Local Performer Dies in Tree Mishap

Emma, watching me from the opposite armchair, says, "What's the matter?"

It's the oddest sensation to read about my own father's death yet to hold no living memory of the man. I feel slightly guilty for not feeling sad, though truly I didn't know him. One lousy snapshot was all I had to go on.

"Read it to me, Jack."

"That's very funny."

"I mean it. Fair is fair," she says.

What the hell. I clear my throat and begin:

A popular Key West street entertainer died early Monday morning in an accident near Mallory Square.

Jack Tagger, known locally as "Juggling Jack," was killed when he fell out of a tree, police said. He was pronounced dead at the scene.

Tagger had been out walking with friends when he spotted a raccoon perched in the top of an old avocado tree on Whitehead Street. According to witnesses, he shouted, "I saw her first!" and began scrambling up the trunk.

A limb broke under Tagger's weight, and he plummeted headlong about thirty feet to the pavement.

The accident occurred at 2:30 a.m. Police said there is a possibility alcohol was involved.

Emma thinks I'm making this up.

The bad news is, my old man was a drunken goofball. The good news is, apparently I've got show business in my veins. I continue reading:

Tagger was a familiar figure during the nightly sunset celebration along the Old Town waterfront.
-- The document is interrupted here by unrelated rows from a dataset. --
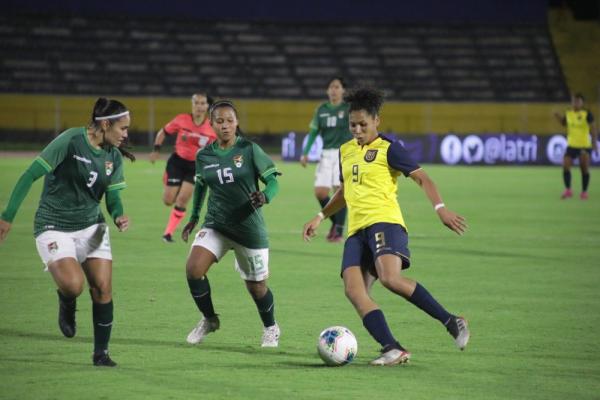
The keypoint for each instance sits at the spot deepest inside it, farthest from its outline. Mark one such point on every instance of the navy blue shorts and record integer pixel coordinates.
(366, 245)
(575, 152)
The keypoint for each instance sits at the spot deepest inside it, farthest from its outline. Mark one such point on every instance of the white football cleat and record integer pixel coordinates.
(271, 336)
(459, 330)
(204, 327)
(392, 357)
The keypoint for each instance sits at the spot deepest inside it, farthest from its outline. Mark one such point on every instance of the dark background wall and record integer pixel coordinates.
(434, 11)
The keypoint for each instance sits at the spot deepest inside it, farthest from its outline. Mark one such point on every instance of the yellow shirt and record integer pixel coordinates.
(578, 128)
(370, 175)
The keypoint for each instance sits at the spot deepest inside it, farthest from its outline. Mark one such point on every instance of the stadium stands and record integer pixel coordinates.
(156, 57)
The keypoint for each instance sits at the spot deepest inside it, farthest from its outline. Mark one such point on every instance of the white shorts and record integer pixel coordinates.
(252, 264)
(328, 169)
(91, 242)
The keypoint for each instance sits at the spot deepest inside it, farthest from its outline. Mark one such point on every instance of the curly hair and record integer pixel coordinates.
(365, 98)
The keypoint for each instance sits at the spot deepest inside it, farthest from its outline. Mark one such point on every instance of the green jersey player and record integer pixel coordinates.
(231, 167)
(331, 122)
(80, 166)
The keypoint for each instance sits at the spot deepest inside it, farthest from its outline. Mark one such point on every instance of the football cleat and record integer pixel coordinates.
(392, 356)
(66, 315)
(204, 327)
(568, 193)
(334, 235)
(103, 360)
(271, 336)
(458, 328)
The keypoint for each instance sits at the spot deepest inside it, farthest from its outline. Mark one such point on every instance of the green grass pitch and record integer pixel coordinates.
(526, 275)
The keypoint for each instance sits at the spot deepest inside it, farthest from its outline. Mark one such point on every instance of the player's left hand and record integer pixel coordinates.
(258, 199)
(189, 228)
(452, 220)
(4, 228)
(122, 223)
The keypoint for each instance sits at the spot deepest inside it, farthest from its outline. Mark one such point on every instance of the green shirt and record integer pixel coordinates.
(331, 122)
(231, 175)
(78, 176)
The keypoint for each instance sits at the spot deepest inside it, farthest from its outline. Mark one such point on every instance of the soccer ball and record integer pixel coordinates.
(337, 346)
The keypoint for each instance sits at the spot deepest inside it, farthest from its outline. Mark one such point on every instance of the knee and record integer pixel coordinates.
(257, 290)
(101, 293)
(72, 287)
(391, 282)
(193, 270)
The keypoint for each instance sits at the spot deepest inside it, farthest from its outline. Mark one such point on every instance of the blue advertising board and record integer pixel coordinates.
(464, 149)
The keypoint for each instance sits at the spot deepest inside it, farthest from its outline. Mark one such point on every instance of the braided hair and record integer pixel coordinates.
(365, 98)
(105, 108)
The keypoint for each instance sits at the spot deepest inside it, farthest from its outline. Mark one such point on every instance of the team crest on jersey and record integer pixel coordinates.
(238, 160)
(370, 155)
(52, 247)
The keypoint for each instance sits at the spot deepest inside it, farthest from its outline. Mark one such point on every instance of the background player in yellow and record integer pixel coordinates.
(582, 139)
(377, 243)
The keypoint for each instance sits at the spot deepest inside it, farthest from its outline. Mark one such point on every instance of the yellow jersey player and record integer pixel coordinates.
(377, 242)
(582, 138)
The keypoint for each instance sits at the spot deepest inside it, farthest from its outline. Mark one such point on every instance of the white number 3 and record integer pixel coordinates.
(92, 178)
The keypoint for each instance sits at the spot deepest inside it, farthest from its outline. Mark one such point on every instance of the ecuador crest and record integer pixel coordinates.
(370, 155)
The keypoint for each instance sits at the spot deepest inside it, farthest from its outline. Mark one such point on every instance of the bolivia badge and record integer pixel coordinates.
(238, 160)
(53, 247)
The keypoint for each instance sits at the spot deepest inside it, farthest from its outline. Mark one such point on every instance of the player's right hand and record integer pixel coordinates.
(310, 228)
(154, 156)
(188, 229)
(303, 160)
(4, 228)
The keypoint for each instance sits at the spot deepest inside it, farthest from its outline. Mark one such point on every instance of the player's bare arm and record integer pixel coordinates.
(158, 141)
(560, 118)
(452, 220)
(594, 133)
(336, 203)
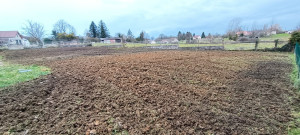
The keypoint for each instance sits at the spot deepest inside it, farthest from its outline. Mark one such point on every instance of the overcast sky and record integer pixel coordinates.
(153, 16)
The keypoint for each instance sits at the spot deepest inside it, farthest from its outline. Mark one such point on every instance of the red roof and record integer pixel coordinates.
(8, 34)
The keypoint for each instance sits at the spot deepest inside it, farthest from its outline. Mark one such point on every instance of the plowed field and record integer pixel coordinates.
(165, 92)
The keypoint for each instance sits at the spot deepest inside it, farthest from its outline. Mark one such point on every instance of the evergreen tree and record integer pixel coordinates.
(93, 30)
(209, 35)
(179, 35)
(203, 35)
(142, 36)
(130, 36)
(103, 31)
(183, 36)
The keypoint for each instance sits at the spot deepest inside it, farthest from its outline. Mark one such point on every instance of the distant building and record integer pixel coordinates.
(288, 32)
(12, 38)
(168, 41)
(111, 40)
(197, 37)
(244, 33)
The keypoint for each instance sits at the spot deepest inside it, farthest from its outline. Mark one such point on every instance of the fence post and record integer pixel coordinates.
(276, 43)
(256, 44)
He boasted that he could juggle anything and, to the delight of tourists, he tried. He tossed wine bottles, flaming tiki torches, conch shells, cactus plants and even live animals.
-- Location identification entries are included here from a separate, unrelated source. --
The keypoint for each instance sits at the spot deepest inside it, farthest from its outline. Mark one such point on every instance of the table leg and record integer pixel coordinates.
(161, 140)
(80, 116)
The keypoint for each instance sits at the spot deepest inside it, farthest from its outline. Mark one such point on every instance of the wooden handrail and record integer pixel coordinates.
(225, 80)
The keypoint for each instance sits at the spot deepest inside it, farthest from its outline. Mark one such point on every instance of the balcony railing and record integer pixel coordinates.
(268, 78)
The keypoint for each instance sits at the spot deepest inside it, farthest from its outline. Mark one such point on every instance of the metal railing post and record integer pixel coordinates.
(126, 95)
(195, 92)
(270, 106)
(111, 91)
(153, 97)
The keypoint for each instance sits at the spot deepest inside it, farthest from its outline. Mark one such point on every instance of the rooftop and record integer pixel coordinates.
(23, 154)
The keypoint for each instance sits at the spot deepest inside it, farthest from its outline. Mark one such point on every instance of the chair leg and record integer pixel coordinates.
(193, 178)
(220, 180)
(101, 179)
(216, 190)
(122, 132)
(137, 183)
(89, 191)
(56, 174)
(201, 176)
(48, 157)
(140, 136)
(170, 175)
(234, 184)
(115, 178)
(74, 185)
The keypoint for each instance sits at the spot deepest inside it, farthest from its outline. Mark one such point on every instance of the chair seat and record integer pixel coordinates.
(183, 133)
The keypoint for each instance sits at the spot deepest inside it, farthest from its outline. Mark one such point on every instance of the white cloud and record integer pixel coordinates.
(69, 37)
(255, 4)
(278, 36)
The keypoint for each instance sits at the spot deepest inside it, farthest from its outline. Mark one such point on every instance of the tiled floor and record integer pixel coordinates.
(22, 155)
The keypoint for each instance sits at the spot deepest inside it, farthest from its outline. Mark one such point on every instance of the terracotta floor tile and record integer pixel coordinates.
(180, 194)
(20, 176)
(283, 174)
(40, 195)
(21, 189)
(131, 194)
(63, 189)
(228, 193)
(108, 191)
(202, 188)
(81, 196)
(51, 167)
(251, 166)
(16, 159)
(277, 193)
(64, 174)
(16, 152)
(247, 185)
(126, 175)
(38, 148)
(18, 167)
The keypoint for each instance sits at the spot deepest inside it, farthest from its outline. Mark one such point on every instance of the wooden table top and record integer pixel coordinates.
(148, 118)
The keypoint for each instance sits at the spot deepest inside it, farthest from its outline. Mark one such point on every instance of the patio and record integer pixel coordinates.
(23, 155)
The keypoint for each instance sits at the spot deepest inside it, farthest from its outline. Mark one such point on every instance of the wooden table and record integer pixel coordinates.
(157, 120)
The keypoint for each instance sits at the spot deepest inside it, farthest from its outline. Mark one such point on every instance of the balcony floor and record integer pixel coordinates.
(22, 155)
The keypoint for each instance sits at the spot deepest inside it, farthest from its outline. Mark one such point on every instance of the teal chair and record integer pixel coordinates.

Last year, he debuted a new act in which he juggled four talking cockatoos. The birds had been taught to recite well-known passages from Shakespeare, Chekhov and Tennessee Williams, a hometown favorite.

Williams himself quipped, "Jack's damn cockatoos do a better job with 'Streetcar' than half the actors I've seen."
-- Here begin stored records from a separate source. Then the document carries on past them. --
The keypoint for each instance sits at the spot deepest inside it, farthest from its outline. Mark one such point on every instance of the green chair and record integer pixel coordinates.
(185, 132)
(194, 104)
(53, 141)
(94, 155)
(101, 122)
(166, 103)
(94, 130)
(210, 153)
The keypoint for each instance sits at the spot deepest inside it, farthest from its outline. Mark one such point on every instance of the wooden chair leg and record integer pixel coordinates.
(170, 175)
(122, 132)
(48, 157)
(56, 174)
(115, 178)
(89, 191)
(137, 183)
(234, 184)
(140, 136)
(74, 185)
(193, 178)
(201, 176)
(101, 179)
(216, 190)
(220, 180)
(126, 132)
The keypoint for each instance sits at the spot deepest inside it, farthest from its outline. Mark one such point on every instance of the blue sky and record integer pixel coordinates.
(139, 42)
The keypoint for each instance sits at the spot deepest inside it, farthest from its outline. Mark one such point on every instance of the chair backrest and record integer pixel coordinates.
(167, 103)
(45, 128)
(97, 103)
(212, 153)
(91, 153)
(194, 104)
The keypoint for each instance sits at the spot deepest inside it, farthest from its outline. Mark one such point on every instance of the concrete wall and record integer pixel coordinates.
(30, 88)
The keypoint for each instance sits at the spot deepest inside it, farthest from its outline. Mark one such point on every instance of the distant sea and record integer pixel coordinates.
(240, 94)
Emma says, "All right, stop. That's enough."

"No, please. Let me finish."

"This is your dad? Really?"

"It was."

The obituary is accompanied by a black-and-white photograph of my father juggling lobster buoys on a pier. He's wearing a wide-brimmed straw hat and rectangular black sunglasses, but the smile is unmistakable; the same smile from my dreams.

Onward:

Little is known about Tagger's life before he arrived in Key West about three years ago. Like many of the island's vagabond street performers, he did odd jobs by day while honing his evening act for the crowds at Mallory Square.

"He was a fun-loving cat. He made me laugh," said Samuel "Snake Throat" Procter, a local sword-swallower who once crewed with Tagger on a lobster boat.

Police records show Tagger had been arrested here twice for marijuana possession, and once for driving a moped while intoxicated.

Funeral arrangements are incomplete at this time. A short sunset ceremony honoring the juggler will be held at the Mallory Square docks on Wednesday. He was 46 at the time of his death.

Forty-six at the time of his death. Damn, that was a close one. "Are you all right?" Emma asks.

I hand her the newspaper article, then I open my mother's birthday card. Inside it, she gaily wrote:

Happy 47th, Jack! (See? You made it!) Love, Mom.

30

I found a newsstand that sells the Palm Beach Post,and I'm reading it at the counter of the donut shop. The story about the airboat accident is in the local section, with an aerial photograph of the craft upturned in the lake. One of the dead men remains unidentified while the other is known to be Frederick Joseph Moulter, a sound engineer formerly of Santa Monica, California. The self-styled Loreal. His age is reported as twenty-nine, the same as Hank Williams when he died. I'm guessing Cleo's bodyguard eventually will be identified from fingerprints; a mug shot would be of no use.

At random moments my mind flashes back to that gothic image of Cleo's boys, Jerry sitting headless in the reeds and Loreal no less dead, scalped and gaping. Juan says we're not meant to forget such things—it's the price of surviving.

According to the news story, the crashed airboat was stolen from a deer camp near Palmdale. A game warden is quoted speculating that the men were probably out hunting for alligators when they got caught in rough weather and wiped out at high speed. A loaded .22 caliber pistol—a favorite of gator poachers—was found in a jacket worn by young Freddie Moulter. That sneaky little shit!